Ah Man thought about it and figured he had a point. Her eyebrows drooped a bit less, but she still looked unhappy, muttering, "Anyway, I did my best. I was ready to drag him off the battlefield if I saw him—can’t say I was unfilial. Wherever he wants to hide now, it’s on him!"
She paused a moment, then turned to Ah Qing, muttering, "Forget that old bastard, always makes trouble. I have no energy now—you go check the nearby ferries, leave some code words, see if you can find those two little rascals."

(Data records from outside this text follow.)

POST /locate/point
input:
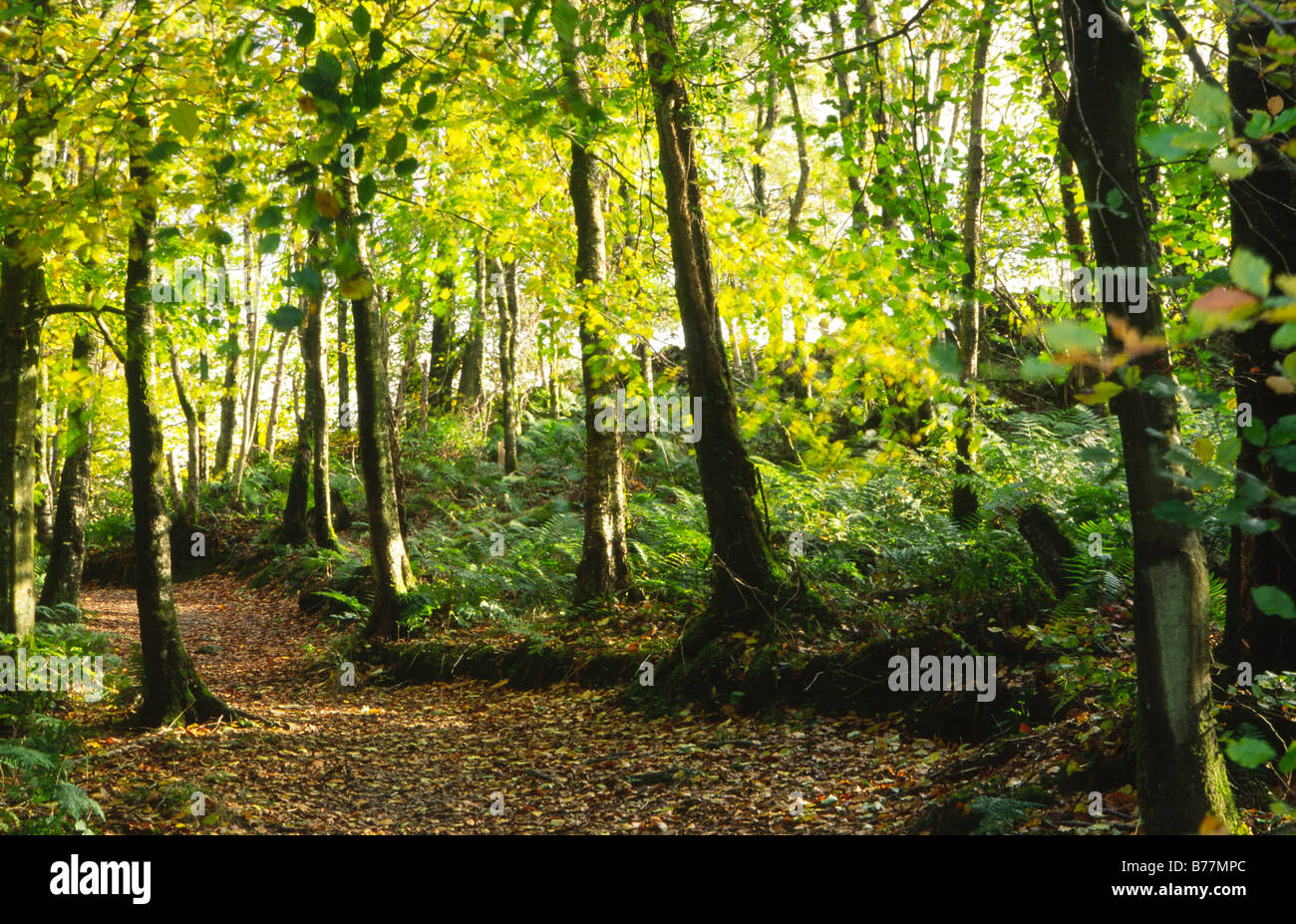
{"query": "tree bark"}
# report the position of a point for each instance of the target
(1180, 770)
(964, 504)
(272, 423)
(1262, 207)
(20, 361)
(471, 376)
(505, 302)
(68, 548)
(229, 387)
(190, 424)
(441, 364)
(392, 572)
(744, 577)
(316, 402)
(171, 687)
(601, 572)
(345, 410)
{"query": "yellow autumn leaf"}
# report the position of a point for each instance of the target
(328, 206)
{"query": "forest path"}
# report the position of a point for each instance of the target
(428, 759)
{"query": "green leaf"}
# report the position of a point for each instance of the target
(1274, 601)
(1177, 512)
(566, 18)
(1284, 337)
(1229, 452)
(1170, 143)
(328, 68)
(1251, 754)
(1072, 337)
(236, 52)
(184, 117)
(310, 281)
(162, 151)
(1209, 105)
(270, 216)
(1288, 763)
(1258, 126)
(397, 146)
(285, 318)
(357, 288)
(367, 188)
(361, 20)
(1249, 271)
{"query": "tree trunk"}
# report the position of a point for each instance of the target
(46, 505)
(471, 376)
(1180, 770)
(392, 573)
(964, 504)
(68, 548)
(505, 301)
(20, 362)
(601, 572)
(272, 424)
(316, 402)
(1261, 215)
(799, 128)
(229, 387)
(249, 424)
(846, 126)
(171, 687)
(296, 530)
(190, 423)
(414, 328)
(345, 410)
(744, 577)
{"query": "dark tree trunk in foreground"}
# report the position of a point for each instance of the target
(964, 504)
(316, 405)
(505, 299)
(471, 375)
(229, 387)
(345, 411)
(190, 424)
(20, 354)
(392, 573)
(169, 685)
(1264, 221)
(1180, 772)
(601, 570)
(441, 364)
(68, 548)
(744, 577)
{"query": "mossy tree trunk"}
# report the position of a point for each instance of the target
(601, 570)
(171, 687)
(316, 403)
(1180, 771)
(392, 572)
(1262, 206)
(68, 548)
(744, 577)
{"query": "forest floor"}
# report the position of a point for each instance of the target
(437, 757)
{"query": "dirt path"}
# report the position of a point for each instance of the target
(432, 759)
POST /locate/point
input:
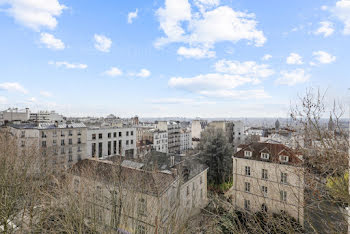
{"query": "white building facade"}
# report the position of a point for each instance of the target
(185, 140)
(108, 141)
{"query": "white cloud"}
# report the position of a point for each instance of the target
(323, 57)
(207, 27)
(229, 76)
(45, 94)
(196, 53)
(342, 12)
(32, 99)
(212, 81)
(3, 100)
(113, 71)
(249, 69)
(206, 4)
(102, 43)
(237, 94)
(35, 14)
(172, 101)
(13, 87)
(69, 65)
(181, 101)
(294, 58)
(170, 18)
(132, 16)
(51, 42)
(326, 28)
(292, 78)
(266, 57)
(143, 73)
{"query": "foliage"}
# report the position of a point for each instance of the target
(216, 153)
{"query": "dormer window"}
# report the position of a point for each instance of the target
(248, 154)
(284, 158)
(265, 155)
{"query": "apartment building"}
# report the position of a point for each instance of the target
(173, 137)
(234, 131)
(46, 117)
(105, 141)
(142, 201)
(185, 140)
(197, 127)
(60, 144)
(268, 177)
(14, 114)
(159, 139)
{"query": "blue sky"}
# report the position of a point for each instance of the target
(190, 58)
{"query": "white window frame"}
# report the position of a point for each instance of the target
(284, 158)
(247, 171)
(247, 187)
(248, 154)
(265, 156)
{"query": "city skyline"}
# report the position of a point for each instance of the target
(170, 58)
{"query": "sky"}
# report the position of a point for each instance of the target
(167, 58)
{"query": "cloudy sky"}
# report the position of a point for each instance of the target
(191, 58)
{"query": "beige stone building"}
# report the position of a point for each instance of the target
(268, 177)
(132, 200)
(61, 145)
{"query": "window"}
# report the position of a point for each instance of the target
(248, 153)
(264, 191)
(76, 185)
(265, 155)
(247, 187)
(247, 171)
(284, 158)
(246, 204)
(142, 207)
(109, 147)
(93, 149)
(284, 178)
(264, 174)
(283, 196)
(100, 150)
(141, 229)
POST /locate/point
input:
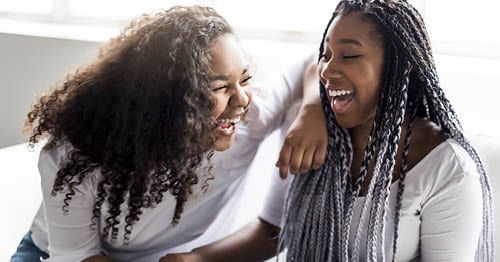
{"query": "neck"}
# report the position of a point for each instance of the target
(359, 135)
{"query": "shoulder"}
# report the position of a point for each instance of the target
(52, 159)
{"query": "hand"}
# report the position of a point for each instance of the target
(182, 257)
(305, 143)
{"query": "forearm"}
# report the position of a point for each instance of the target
(257, 241)
(100, 258)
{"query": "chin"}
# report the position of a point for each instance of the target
(223, 145)
(344, 123)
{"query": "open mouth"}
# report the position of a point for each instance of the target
(226, 126)
(340, 99)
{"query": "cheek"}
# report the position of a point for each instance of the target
(220, 105)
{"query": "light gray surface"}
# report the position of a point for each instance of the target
(29, 65)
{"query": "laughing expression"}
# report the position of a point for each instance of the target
(350, 69)
(230, 84)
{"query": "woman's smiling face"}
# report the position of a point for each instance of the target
(230, 84)
(351, 68)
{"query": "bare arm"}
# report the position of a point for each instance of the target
(257, 241)
(307, 138)
(97, 259)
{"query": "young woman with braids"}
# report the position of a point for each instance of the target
(129, 171)
(400, 182)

Ah Qing nodded quietly—he understood she was just over-worried and talking tough, but she really did want to find her grandpa. He got up and left for the task.
Ah Man sighed again, her heart in an awful state. She had a bad feeling her old man was in trouble, but without any way to find him, she could only give up, flopped down in Harano’s camp, and was snoring in no time—after days of running around, she was exhausted.
Harano slipped off his jacket to cover her, and seeing the discomfort on her frowning face, gently massaged her brows flat.
Ah well, Oda Nobunaga’s father-in-law couldn’t be rescued, Ah Man’s grandpa couldn’t be found—the first Minoh war, really not all that smooth!